'Remember to bring your duvet. They have plastic blankets there'
'Remember to bring all the food you can, there's no shops around.'
'Remember to bring...etc'
'Oh ya, there's no wifi in your room.'
|Queen Elizabeth's Hospital, King's Lynn|
Now that I am on the last day of my posting, I can testify, what they warn us about...are all sadly, very true.
I remember on the first night we arrived in November last year, it was super cold and foggy, and there weren't any soul outside the train station. Everything's dark and quiet in this coastal town. We took a taxi to the hospital and lugged our luggages and duvets around the hospital to get keys to our accommodation, which is right beside the hospital.
When I first entered my room, I thought it was quite good. I mean, it's basic - a bed with a pillow and a plastic duvet, a desk, a desk lamp, a sink and a cupboard. That's it. It's clean at least, I thought. We don't pay for this accommodation because it's covered under our tuition fee. But for the amount of tuition fee, international students pay, I am not sure this is worth the money. But since I am on scholarship and am not paying for this, I guess I have no right to complain. BUT THERE WASNT A CONSISTENT WIFI OMG. The wifi keeps cutting off every 5 minutes and my phone's 3G was burning through very quickly.
Life in this hospital is pretty boring. It's like you're on a camp for 1 month. There's no proper wifi, there's no shop nearby (the closest is Tesco, which is 30 minutes walk away) and you have a very small group of friends from your year. Unlike that in other regional hospitals where you get big group of friends, we only have 6 students from our year, at any point. In summary, you're pretty much isolated. All you can do (if you dont have 3G) is...to read a book/clerk a patient/pester the docs to let you do something.
|Library where I spent most my time when there's no wifi in my room|
|Found around hospital. I simply can't understand/empathise with smokers.|
|A random, one and only turbine in town, right beside the hospital|
The art of asking for what you need/want
There were bad times, especially in the beginning, when there was no wifi and I could not understand any medicine or the art of persuading someone to teach you/let you do something. But actually, as the year went on, we got pretty top-notch teaching around here. Yes, we did not have much supervision throughout the year, apart from the last 2 weeks, but we had pretty good teaching sessions. They rarely get cancelled. And when they went on, they are usually very helpful for us. The consultants are usually the ones we will later on shadow in their clinics. They are usually very kind and are very willing to teach if you ask them questions. (If you dont, obviously they will concentrate on their job and ignore your existence.) Although I must say, some may think you are absolutely brainless, especially when I was trying to help them clerk patients during the Junior Doctors' strike days.

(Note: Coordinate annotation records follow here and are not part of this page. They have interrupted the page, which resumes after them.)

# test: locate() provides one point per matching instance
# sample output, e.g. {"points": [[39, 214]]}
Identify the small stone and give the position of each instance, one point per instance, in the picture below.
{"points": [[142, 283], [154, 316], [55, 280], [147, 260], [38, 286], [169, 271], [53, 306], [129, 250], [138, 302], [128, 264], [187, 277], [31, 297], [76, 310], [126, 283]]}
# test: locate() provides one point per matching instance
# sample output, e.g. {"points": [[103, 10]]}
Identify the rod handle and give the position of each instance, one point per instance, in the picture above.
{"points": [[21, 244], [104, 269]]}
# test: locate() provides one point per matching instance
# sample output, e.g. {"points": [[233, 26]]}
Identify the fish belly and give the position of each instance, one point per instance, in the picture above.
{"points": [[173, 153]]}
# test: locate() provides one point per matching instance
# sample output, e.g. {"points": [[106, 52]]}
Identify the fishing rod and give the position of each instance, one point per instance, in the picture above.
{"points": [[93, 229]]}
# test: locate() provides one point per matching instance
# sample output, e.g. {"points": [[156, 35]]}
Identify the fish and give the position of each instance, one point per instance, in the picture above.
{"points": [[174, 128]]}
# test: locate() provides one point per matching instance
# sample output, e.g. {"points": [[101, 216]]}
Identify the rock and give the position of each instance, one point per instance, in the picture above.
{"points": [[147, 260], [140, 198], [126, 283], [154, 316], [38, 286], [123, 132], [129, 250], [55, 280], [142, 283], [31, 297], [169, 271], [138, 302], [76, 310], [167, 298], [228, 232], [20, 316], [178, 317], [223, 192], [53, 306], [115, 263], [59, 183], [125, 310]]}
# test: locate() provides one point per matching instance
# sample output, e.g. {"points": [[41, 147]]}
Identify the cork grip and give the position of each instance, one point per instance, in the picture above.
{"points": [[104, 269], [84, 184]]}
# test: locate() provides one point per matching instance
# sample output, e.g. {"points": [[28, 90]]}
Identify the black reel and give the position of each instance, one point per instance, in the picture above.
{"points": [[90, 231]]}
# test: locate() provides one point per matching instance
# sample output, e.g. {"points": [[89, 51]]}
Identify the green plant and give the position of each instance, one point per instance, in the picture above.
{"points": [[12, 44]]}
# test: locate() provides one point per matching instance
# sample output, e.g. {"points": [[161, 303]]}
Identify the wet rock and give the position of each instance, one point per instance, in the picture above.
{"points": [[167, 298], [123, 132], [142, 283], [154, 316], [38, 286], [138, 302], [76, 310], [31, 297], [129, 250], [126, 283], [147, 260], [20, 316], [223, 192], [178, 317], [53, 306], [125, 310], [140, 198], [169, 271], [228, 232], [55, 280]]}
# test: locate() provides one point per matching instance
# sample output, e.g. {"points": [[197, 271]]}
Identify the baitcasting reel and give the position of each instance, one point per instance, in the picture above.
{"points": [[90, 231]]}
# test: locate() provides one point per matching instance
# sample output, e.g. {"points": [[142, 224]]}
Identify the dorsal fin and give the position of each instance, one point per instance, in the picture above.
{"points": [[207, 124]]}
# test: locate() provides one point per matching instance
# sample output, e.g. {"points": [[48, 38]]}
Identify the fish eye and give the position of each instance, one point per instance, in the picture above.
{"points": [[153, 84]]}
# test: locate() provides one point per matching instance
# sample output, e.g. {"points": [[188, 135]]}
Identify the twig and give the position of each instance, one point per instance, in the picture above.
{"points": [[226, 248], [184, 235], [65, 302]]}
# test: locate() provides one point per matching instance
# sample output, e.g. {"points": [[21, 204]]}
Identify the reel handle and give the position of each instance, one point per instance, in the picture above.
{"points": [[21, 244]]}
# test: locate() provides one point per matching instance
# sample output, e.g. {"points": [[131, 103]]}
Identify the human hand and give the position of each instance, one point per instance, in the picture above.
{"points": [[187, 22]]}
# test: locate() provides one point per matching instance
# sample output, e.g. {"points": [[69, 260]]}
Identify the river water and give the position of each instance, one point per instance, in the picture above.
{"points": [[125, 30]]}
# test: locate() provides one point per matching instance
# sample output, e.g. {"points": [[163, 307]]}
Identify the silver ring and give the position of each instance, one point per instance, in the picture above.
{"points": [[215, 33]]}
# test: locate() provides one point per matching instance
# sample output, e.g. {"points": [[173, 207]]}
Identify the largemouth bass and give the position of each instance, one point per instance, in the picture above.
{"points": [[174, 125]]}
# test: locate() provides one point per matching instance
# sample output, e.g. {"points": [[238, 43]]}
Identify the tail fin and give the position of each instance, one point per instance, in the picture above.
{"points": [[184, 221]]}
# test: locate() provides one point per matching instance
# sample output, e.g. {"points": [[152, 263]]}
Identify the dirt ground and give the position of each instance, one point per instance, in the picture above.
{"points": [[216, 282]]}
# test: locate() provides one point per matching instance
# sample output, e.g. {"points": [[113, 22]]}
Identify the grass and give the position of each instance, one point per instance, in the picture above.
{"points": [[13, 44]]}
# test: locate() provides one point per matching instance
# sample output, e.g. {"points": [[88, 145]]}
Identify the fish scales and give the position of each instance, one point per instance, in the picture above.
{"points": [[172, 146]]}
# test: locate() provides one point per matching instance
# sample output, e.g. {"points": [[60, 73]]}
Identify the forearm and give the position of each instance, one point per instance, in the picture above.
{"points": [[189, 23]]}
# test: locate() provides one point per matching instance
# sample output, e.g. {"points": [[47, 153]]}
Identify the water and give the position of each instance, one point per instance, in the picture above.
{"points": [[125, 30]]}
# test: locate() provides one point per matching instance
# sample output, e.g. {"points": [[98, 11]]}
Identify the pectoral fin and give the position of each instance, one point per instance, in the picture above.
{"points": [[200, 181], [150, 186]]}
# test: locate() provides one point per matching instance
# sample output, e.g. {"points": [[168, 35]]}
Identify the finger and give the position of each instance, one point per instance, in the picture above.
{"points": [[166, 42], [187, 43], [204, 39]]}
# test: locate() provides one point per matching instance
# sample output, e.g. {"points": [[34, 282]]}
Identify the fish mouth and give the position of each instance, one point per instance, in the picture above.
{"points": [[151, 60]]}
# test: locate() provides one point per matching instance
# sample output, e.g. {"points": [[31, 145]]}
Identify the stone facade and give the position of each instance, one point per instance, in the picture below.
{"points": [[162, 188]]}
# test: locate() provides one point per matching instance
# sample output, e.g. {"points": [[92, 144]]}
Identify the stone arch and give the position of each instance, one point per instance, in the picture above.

I remember one consultant being completely appalled at the way I prescribed on the drug chart...'But I was never taught about this before, at all! and I have never seen it done before! Can you teach me how to do it?' Only then he realised I am not a finalist. From that day onwards, he started being kind to me and taught me a lot of things. Slowly, I started to realise that many of the consultants thought we are final years and thus, expected us to be very independent in our learning and to know what to do on the wards. Then only I know the importance of letting the docs know what level am I in whenever I shadow them. The easiest way being
'What is this...?'
'Uh...uh....maybe it's...I don't know.'
'What do you mean you don't know?! Which year are you in?'
'This is my first ever medical rotation. I am in Year 4.'
Since learning that, I have learned to make my time on the wards more productive. And if I am continuously being ignored for 15 minutes, I learned to just quietly slip away,
I have also learned how to pester the staff nurses to let me do practical skills so I can get them to sign me off. Some of them are super friendly, some of them just can't be bother with another medical student. But as long as you supervise my work and sign me off at the end, I am eternally grateful to you, nurse. :p
Oh, and I love Wednesdays! It's the day we learn practical skills, with just 3 of us and our very 'fun-loving', enthusiastic trainer will let us do simulations on management of acutely ill patients on SimMan. Apart from that, she also entertains us with a weekly dose of rant about her ex-husband and life on the farm. It's really quite entertaining I must say.
I guess this is the perk of being in a small hospital. You know every one after you've rotated through all medicine, surgery, pharmacy and A&E. It's nice to walk around the hospital and have doctors and nurses greet each other in the morning. And obviously, you know people from your own year very well. There are only 3 of us, to stare at each other, for a month. We depend on each other to survive, stay sane and eat fish and chips together.